Character Streams: Readers and Writers – Java I/O: Part I

20.3 Character Streams: Readers and Writers

A character encoding is a scheme for representing characters. Java programs represent values of the char type internally in the 16-bit Unicode character encoding, but the host platform might use another character encoding to represent and store characters externally. For example, the ASCII (American Standard Code for Information Interchange) character encoding is widely used to represent characters on many platforms. However, it is only one small subset of the Unicode standard.

The abstract classes Reader and Writer are the roots of the inheritance hierarchies for streams that read and write Unicode characters using a specific character encoding (Figure 20.3). A reader is an input character stream that implements the Readable interface and reads a sequence of Unicode characters, and a writer is an output character stream that implements the Writer interface and writes a sequence of Unicode characters. Character encodings (usually called charsets) are used by readers and writers to convert between external bytes and internal Unicode characters. The same character encoding that was used to write the characters must be used to read those characters. The java.nio.charset.Charset class represents charsets. Kindly refer to the Charset class API documentation for more details.

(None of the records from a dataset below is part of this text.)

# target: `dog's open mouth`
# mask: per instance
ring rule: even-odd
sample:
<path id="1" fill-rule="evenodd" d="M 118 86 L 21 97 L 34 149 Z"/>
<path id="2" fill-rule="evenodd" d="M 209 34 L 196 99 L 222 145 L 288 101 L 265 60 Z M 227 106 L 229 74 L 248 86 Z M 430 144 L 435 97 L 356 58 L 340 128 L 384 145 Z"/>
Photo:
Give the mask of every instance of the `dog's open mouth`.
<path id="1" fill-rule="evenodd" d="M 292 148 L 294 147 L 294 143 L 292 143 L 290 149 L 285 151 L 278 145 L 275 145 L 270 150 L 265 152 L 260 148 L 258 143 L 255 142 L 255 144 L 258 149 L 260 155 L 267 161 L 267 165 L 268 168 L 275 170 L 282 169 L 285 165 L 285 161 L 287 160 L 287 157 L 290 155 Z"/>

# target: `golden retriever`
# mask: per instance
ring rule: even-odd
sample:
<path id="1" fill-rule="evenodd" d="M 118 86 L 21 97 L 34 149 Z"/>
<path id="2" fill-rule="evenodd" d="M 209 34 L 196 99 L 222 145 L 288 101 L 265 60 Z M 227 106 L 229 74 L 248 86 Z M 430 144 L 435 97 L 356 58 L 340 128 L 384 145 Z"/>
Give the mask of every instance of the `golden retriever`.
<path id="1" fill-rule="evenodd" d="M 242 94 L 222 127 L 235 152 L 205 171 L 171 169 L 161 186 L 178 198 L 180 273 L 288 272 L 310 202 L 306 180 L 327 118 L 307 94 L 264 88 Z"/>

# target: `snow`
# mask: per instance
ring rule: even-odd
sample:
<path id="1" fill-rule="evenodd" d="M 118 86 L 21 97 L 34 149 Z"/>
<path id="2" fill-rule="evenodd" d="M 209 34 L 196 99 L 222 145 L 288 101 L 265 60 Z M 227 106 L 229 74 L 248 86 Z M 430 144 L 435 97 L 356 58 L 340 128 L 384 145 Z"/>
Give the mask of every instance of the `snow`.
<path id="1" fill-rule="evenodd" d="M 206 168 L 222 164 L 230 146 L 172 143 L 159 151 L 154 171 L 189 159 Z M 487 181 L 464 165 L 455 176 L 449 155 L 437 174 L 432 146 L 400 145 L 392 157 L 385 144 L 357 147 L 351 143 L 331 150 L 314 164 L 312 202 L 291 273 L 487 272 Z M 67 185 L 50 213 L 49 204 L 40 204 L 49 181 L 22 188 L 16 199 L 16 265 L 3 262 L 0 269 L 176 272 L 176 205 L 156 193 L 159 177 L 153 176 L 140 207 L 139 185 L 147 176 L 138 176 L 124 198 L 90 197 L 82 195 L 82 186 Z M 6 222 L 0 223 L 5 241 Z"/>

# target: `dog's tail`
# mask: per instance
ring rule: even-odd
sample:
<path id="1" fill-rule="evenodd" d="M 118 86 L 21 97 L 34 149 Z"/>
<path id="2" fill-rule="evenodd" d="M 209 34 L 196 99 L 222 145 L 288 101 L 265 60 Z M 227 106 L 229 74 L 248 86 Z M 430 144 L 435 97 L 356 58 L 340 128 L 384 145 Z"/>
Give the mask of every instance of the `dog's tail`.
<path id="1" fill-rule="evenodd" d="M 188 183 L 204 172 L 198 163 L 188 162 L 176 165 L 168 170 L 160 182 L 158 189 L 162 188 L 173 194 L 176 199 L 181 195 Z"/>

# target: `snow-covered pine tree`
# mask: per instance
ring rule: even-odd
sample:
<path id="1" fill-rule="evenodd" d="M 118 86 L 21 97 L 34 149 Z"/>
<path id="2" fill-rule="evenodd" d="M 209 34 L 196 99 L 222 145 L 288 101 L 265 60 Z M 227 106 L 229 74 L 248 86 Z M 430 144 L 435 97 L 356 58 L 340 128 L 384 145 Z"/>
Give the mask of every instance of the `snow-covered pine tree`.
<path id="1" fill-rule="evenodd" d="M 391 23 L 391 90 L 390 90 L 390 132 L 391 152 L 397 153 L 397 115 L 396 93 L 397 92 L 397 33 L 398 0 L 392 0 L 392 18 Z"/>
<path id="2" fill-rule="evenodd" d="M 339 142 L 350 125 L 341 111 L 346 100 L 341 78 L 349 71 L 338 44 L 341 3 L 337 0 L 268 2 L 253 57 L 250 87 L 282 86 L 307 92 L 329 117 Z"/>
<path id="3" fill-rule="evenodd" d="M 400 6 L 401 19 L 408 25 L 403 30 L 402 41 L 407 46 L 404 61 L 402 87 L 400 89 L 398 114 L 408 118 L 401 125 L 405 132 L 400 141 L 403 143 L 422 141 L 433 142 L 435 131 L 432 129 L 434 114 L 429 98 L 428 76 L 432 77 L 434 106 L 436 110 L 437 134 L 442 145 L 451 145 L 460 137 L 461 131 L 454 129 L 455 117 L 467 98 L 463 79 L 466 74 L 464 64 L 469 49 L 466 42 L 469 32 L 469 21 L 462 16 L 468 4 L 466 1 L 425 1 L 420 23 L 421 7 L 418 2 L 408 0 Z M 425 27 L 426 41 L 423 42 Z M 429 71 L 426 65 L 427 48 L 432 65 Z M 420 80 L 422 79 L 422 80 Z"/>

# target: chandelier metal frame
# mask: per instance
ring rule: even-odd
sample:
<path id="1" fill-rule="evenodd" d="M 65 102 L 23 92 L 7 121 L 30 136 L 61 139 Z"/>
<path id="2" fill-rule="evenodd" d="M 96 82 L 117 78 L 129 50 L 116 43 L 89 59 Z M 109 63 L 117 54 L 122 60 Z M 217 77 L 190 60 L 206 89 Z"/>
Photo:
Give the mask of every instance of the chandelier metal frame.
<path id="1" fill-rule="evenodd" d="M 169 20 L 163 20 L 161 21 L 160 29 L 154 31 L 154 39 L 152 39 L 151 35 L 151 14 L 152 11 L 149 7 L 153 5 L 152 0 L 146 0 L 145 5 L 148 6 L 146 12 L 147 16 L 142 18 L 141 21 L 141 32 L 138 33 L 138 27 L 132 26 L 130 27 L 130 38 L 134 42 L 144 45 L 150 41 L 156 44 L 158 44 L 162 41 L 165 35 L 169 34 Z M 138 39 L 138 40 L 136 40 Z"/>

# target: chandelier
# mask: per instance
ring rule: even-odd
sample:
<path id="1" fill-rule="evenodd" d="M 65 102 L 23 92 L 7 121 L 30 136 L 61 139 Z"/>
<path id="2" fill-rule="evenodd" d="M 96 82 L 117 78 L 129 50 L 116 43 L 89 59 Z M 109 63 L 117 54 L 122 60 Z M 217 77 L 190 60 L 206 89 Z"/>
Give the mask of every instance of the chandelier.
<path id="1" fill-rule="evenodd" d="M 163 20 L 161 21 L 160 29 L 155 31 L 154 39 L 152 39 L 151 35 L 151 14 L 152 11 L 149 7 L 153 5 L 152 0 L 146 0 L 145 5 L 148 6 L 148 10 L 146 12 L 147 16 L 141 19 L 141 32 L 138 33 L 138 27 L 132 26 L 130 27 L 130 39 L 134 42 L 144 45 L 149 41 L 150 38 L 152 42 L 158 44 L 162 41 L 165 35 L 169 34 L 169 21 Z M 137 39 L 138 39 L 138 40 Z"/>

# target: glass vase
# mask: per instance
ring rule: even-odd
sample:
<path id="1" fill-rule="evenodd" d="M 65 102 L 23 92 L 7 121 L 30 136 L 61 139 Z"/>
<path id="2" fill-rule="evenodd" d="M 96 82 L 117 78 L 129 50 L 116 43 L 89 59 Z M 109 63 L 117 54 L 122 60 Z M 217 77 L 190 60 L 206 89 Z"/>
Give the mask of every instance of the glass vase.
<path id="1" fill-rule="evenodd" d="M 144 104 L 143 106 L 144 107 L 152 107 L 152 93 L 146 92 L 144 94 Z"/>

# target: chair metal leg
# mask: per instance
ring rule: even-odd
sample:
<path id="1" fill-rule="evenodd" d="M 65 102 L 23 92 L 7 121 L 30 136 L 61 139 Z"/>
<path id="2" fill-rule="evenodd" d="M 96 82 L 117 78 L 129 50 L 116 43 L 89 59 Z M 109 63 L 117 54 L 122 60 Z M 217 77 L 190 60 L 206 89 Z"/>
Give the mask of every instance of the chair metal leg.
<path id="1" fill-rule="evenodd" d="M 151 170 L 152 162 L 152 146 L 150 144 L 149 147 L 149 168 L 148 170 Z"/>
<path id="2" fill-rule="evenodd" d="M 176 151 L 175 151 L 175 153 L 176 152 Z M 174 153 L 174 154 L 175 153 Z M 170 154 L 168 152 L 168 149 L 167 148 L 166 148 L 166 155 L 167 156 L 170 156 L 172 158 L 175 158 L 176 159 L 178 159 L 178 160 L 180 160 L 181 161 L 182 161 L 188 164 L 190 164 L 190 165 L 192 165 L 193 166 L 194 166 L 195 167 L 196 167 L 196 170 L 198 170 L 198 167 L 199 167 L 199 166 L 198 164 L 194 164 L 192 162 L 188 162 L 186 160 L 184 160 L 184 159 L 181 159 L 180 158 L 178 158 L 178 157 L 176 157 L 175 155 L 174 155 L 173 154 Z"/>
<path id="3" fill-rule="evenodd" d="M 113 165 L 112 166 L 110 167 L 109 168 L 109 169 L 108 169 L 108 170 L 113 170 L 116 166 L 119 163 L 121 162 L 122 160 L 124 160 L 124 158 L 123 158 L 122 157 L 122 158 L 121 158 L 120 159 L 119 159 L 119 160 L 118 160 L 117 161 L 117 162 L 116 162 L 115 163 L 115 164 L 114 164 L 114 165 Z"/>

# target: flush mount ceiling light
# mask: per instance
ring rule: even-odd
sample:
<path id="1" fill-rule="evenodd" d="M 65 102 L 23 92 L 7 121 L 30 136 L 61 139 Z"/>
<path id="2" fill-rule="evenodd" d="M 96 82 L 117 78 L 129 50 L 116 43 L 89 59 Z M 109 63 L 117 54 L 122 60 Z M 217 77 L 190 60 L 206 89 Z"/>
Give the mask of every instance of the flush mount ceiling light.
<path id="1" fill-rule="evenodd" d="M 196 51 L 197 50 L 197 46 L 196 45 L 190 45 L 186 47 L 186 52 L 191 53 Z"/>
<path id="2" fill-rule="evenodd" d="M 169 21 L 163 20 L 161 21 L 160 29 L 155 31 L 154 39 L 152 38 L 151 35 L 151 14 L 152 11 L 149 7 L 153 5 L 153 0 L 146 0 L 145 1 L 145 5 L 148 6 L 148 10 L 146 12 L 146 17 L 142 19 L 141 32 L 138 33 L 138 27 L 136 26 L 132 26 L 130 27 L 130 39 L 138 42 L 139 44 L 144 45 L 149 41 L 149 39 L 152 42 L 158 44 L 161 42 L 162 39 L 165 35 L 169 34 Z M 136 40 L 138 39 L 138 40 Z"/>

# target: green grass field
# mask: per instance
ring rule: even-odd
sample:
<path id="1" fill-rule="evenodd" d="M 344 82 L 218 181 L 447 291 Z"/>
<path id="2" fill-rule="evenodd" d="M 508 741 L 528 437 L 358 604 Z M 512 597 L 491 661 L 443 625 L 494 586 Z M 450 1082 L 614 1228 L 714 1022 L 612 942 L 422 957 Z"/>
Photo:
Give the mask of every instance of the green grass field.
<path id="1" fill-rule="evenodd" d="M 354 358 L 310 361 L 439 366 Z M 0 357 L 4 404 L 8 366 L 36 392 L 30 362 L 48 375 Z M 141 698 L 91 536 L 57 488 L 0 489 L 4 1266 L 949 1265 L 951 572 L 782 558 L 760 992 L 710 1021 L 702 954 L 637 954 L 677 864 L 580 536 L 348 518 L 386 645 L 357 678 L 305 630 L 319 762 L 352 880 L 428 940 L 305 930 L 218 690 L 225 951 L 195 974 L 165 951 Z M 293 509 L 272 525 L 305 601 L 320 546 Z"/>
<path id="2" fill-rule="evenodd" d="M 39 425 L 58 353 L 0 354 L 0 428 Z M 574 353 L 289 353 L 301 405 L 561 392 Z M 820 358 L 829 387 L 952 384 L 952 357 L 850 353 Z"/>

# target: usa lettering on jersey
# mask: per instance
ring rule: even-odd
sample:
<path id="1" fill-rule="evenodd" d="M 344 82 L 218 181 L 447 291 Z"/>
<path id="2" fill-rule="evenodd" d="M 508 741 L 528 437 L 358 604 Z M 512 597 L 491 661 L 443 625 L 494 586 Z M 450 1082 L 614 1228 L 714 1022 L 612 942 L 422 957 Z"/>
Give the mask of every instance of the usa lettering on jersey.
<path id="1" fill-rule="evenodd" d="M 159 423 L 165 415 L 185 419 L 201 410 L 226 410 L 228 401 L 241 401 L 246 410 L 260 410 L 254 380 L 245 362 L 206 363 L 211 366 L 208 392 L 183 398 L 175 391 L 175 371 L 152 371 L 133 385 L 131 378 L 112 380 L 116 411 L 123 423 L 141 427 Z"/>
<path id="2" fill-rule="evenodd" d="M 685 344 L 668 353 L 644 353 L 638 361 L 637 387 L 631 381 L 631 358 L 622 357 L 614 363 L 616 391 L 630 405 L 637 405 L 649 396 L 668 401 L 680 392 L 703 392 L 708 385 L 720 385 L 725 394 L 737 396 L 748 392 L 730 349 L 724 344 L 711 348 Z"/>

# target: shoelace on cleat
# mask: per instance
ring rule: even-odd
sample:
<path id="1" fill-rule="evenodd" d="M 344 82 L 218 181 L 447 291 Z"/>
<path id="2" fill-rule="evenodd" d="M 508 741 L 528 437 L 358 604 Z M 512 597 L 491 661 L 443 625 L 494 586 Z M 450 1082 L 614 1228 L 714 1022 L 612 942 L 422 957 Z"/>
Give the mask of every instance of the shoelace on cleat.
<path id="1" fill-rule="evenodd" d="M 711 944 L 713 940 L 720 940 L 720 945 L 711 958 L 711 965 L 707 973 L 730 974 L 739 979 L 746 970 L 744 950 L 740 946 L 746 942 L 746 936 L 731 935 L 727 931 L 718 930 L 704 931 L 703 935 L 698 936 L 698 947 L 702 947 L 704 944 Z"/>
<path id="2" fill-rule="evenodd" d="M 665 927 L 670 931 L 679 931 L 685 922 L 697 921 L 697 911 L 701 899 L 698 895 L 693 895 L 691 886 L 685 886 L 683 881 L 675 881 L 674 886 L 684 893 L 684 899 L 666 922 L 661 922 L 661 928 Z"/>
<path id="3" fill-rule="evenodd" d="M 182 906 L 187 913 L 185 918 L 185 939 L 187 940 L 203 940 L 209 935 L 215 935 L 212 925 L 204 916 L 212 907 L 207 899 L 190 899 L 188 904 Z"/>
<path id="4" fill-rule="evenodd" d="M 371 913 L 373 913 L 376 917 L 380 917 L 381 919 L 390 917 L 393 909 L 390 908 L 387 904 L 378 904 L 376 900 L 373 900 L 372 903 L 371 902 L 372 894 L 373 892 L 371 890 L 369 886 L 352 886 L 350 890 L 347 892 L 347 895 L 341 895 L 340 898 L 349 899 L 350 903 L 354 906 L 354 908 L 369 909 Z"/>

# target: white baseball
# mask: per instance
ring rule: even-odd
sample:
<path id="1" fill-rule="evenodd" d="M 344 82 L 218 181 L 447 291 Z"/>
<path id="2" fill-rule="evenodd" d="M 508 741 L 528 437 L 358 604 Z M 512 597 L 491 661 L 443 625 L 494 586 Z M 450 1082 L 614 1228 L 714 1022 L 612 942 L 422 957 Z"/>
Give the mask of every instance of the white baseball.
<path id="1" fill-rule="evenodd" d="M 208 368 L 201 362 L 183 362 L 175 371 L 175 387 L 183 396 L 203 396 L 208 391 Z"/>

Figure 20.3 Selected Character Streams in the java.io Package

Click here to view code image

static Charset forName(String charsetName)

Returns a charset object for the named charset. Selected common charset names are “UTF-8”, “UTF-16”, “US-ASCII”, and “ISO-8859-1”.

Click here to view code image

static Charset defaultCharset()

Returns the default charset of this Java virtual machine.

Table 20.4 and Table 20.5 give an overview of some selected character streams found in the java.io package.

Table 20.4 Selected Readers

ReaderDescription
BufferedReaderA reader is a high-level input stream that buffers the characters read from an underlying stream. The underlying stream must be specified and an optional buffer size can be given.
InputStreamReaderCharacters are read from a byte input stream which must be specified. The default character encoding is used if no character encoding is explicitly specified in the constructor. This class provides the bridge from byte streams to character streams.
FileReaderCharacters are read from a file, using the default character encoding, unless an encoding is explicitly specified in the constructor. The file can be specified by a String file name. It automatically creates a FileInputStream that is associated with the file.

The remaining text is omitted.